There are 5 comments at the moment, we would love to hear your opinion too.

  1. What is this skipton financial services

    Takes commission off client money on mass then takes money off its insurers to pay back to clients!

    Profits miniscule

    Follow the rest of the high street sfs and hang your boots up

  2. £7m+ covered by PI. Thanks guys my premiums up again.

    I long ago came to the conclusion that only owner operated firms are sufficiently invested in the future of their businesses to actively avoid silly advice liabilities.

    All the big boys seem to try & find some clever way of doing things which seem invariably to fail.

    Vanilla investments may not be very sexy but they are reasonably predictable and, properly distributed and documented, hard to complain against.

  3. under-performance fees; are they mad or did they just forget where the crystal ball was stored?

    what a crazy business model!

  4. And the Treasury rub their hands together with glee………

  5. Hampshire Yokel 29th August 2013 at 5:22 am

    “Skipton Building Society is a mutual organisation, which means we are owned by our members and believe in placing them at the heart of everything we do.

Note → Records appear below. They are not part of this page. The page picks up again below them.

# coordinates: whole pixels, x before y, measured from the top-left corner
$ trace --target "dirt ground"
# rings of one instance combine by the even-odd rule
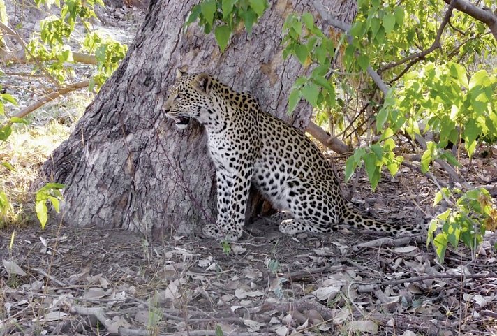
[[[495,197],[497,149],[484,149],[460,173]],[[376,217],[420,224],[441,212],[436,190],[403,167],[375,193],[364,174],[346,193]],[[4,228],[0,336],[497,335],[495,233],[440,265],[422,235],[290,237],[263,219],[246,228],[223,246],[57,223]]]
[[[408,170],[375,194],[362,177],[355,189],[377,217],[436,211],[433,184]],[[495,233],[440,265],[420,235],[290,237],[263,219],[229,248],[52,224],[16,230],[10,250],[12,231],[0,231],[2,336],[497,335]]]

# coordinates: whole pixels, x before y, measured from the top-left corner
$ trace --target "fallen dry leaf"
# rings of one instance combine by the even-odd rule
[[[22,269],[13,261],[8,261],[5,259],[2,259],[2,263],[3,264],[3,268],[7,272],[9,275],[15,275],[24,277],[26,275],[26,272],[23,271]]]

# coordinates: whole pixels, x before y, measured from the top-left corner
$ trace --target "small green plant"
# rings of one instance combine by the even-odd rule
[[[35,210],[36,217],[41,224],[41,228],[45,228],[48,219],[48,209],[47,201],[50,201],[55,211],[59,213],[59,203],[62,200],[62,193],[60,189],[66,186],[61,183],[47,183],[36,191]]]
[[[214,30],[216,41],[223,52],[233,31],[243,22],[250,34],[252,27],[267,8],[267,0],[204,0],[195,5],[185,24],[198,20],[205,34]]]
[[[223,239],[221,242],[221,246],[223,248],[223,253],[224,253],[226,256],[230,256],[230,253],[231,252],[231,244],[230,242]]]
[[[216,325],[216,336],[223,336],[224,333],[223,333],[223,329],[218,324]]]
[[[426,246],[433,244],[440,263],[443,263],[449,244],[455,249],[462,241],[474,252],[482,242],[485,230],[497,228],[497,209],[489,191],[483,188],[465,193],[443,188],[436,193],[433,206],[442,199],[455,200],[457,197],[454,208],[432,219],[428,229]],[[440,231],[437,233],[438,228]]]

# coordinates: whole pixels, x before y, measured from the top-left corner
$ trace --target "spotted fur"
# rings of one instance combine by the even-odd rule
[[[163,110],[178,127],[191,118],[205,126],[216,168],[218,219],[204,228],[213,238],[242,236],[251,184],[291,217],[283,233],[326,233],[339,224],[386,231],[406,230],[358,213],[342,196],[334,170],[299,130],[261,110],[248,94],[233,91],[205,73],[184,75]]]

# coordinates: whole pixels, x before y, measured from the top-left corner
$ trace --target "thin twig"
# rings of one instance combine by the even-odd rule
[[[390,63],[385,66],[383,66],[380,68],[380,70],[379,70],[380,73],[390,69],[392,68],[394,68],[394,67],[399,66],[401,64],[403,64],[408,61],[410,61],[411,59],[415,60],[416,61],[419,61],[422,60],[423,58],[424,58],[424,57],[426,56],[427,54],[429,54],[433,52],[433,51],[435,51],[436,50],[440,48],[442,45],[440,42],[440,40],[442,38],[442,34],[443,33],[443,31],[445,29],[445,26],[447,26],[447,24],[449,23],[449,22],[450,20],[450,17],[452,15],[452,10],[454,10],[454,3],[456,1],[457,1],[457,0],[452,0],[452,1],[450,1],[450,3],[449,4],[449,8],[447,9],[447,11],[445,12],[445,15],[443,17],[443,20],[442,20],[442,23],[440,23],[440,27],[438,27],[438,30],[437,31],[436,37],[435,38],[435,41],[431,44],[431,46],[430,48],[429,48],[428,49],[426,49],[425,50],[422,50],[420,52],[417,52],[415,54],[409,55],[407,57],[405,57],[399,61]]]
[[[39,108],[47,103],[50,103],[54,99],[59,98],[60,96],[66,94],[68,92],[71,92],[71,91],[77,90],[78,89],[82,89],[83,87],[87,87],[89,85],[89,80],[82,80],[81,82],[77,82],[74,84],[71,84],[70,85],[64,85],[62,87],[59,87],[59,88],[56,89],[50,94],[43,96],[41,99],[17,112],[15,115],[14,115],[13,117],[17,117],[18,118],[24,118],[27,115],[34,111],[37,108]]]

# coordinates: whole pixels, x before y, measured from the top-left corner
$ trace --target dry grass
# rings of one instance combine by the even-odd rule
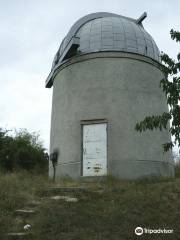
[[[66,178],[55,185],[78,184]],[[47,178],[27,173],[0,177],[0,239],[24,224],[14,210],[30,200],[42,201],[30,219],[33,240],[130,240],[136,239],[137,226],[175,231],[149,239],[180,239],[180,178],[120,181],[109,176],[104,182],[87,183],[90,190],[82,192],[76,203],[41,199],[49,185],[54,186]]]

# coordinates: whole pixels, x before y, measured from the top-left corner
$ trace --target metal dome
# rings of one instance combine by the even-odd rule
[[[62,41],[50,75],[52,76],[53,70],[70,57],[93,52],[136,53],[160,62],[159,49],[142,25],[146,16],[144,13],[139,19],[132,19],[100,12],[79,19]]]

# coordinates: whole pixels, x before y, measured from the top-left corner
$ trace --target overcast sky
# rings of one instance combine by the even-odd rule
[[[0,127],[27,128],[49,147],[52,88],[44,87],[70,27],[92,12],[138,18],[159,49],[175,57],[171,28],[180,30],[179,0],[0,0]]]

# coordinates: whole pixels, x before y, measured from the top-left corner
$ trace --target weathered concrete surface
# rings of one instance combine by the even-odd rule
[[[170,153],[163,154],[161,147],[169,141],[168,132],[134,130],[145,116],[167,111],[159,88],[163,76],[156,65],[140,55],[107,52],[73,58],[59,69],[50,145],[50,152],[60,152],[57,176],[81,176],[81,121],[93,119],[108,122],[108,174],[173,176]]]

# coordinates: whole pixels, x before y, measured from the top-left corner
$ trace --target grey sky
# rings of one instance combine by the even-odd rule
[[[0,127],[39,131],[49,147],[54,55],[72,24],[92,12],[138,18],[160,50],[175,57],[171,28],[180,30],[179,0],[0,0]]]

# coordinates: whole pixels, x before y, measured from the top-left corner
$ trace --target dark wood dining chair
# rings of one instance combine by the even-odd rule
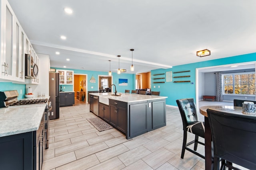
[[[146,90],[139,90],[139,94],[147,94],[147,91]]]
[[[214,169],[220,169],[220,158],[223,159],[222,170],[240,169],[232,163],[256,169],[256,116],[211,109],[207,111],[214,146]]]
[[[160,96],[160,92],[151,92],[151,95]]]
[[[243,106],[242,104],[244,103],[244,102],[254,102],[254,104],[256,104],[256,101],[254,100],[244,100],[238,99],[234,99],[233,102],[234,106],[242,107]]]
[[[132,94],[137,94],[137,90],[132,90]]]
[[[182,159],[184,157],[185,150],[205,159],[204,155],[196,152],[199,143],[204,145],[204,143],[198,141],[198,137],[204,138],[204,122],[198,121],[196,104],[193,98],[179,99],[176,100],[181,115],[183,124],[183,142],[181,151]],[[195,139],[187,143],[187,132],[195,135]],[[194,144],[194,150],[187,147]]]

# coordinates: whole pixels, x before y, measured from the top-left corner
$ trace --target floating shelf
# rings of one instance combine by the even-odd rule
[[[161,78],[154,78],[153,79],[153,80],[156,80],[156,79],[164,79],[164,78],[165,78],[164,77],[161,77]]]
[[[162,74],[153,74],[153,76],[157,76],[157,75],[164,75],[164,73],[162,73]]]
[[[173,82],[174,83],[183,83],[184,82],[190,82],[190,81],[176,81]]]
[[[173,78],[179,78],[180,77],[190,77],[190,76],[177,76],[176,77],[173,77]]]
[[[164,83],[164,82],[153,82],[153,83]]]
[[[189,70],[188,71],[178,71],[178,72],[173,72],[173,73],[178,73],[179,72],[190,72],[190,70]]]

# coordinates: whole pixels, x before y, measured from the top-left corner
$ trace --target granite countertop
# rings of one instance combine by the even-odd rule
[[[116,94],[121,95],[121,96],[111,96],[112,94],[114,94],[114,93],[112,92],[94,93],[90,93],[90,94],[99,96],[100,97],[107,98],[109,99],[113,99],[126,103],[151,100],[156,99],[164,99],[167,98],[167,97],[166,96],[132,94],[130,93],[119,93],[118,92],[116,93]]]
[[[0,108],[0,137],[38,130],[46,105]]]

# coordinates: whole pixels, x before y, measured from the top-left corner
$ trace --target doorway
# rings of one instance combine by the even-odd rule
[[[235,66],[236,67],[234,67]],[[231,66],[233,67],[231,67]],[[256,69],[256,63],[255,62],[249,62],[234,63],[226,65],[222,65],[216,66],[212,66],[206,67],[202,67],[196,68],[196,109],[199,110],[199,101],[200,100],[200,94],[201,93],[201,91],[204,90],[204,87],[202,86],[202,82],[204,82],[204,78],[202,78],[202,74],[207,72],[213,72],[221,71],[234,71],[236,70],[242,70],[244,69],[252,69],[254,71]],[[255,87],[256,88],[256,87]],[[255,96],[256,100],[256,96]]]
[[[87,92],[87,74],[74,74],[74,89],[75,92],[75,101],[79,103],[88,102],[86,94]]]

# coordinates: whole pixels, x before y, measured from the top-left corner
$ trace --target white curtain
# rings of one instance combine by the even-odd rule
[[[216,74],[216,101],[222,102],[222,72],[217,72]]]

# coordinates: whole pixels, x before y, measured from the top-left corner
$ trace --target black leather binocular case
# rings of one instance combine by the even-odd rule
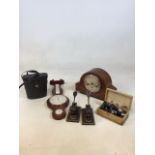
[[[29,70],[21,75],[27,97],[29,99],[42,98],[47,95],[47,73],[39,73],[36,70]]]

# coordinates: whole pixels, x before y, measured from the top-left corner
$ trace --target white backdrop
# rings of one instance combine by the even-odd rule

We are run by a board of directors who are responsible for deciding our strategy. They act as trustees, safeguarding Skipton’s assets so that we can continue to offer our members peace of mind, combined with outstanding products and a standard of personal service which is second-to-none.”

    So, in spite of being owned by its customers, it has been conducting its affairs poorly.

    A cynic might offer up interesting views of a mutual society using PI insurance to provide guarantees to customers for investments that should not have guarantees.

    As Simon Webster has suggested, the impact of this could be felt by the rest of the industry.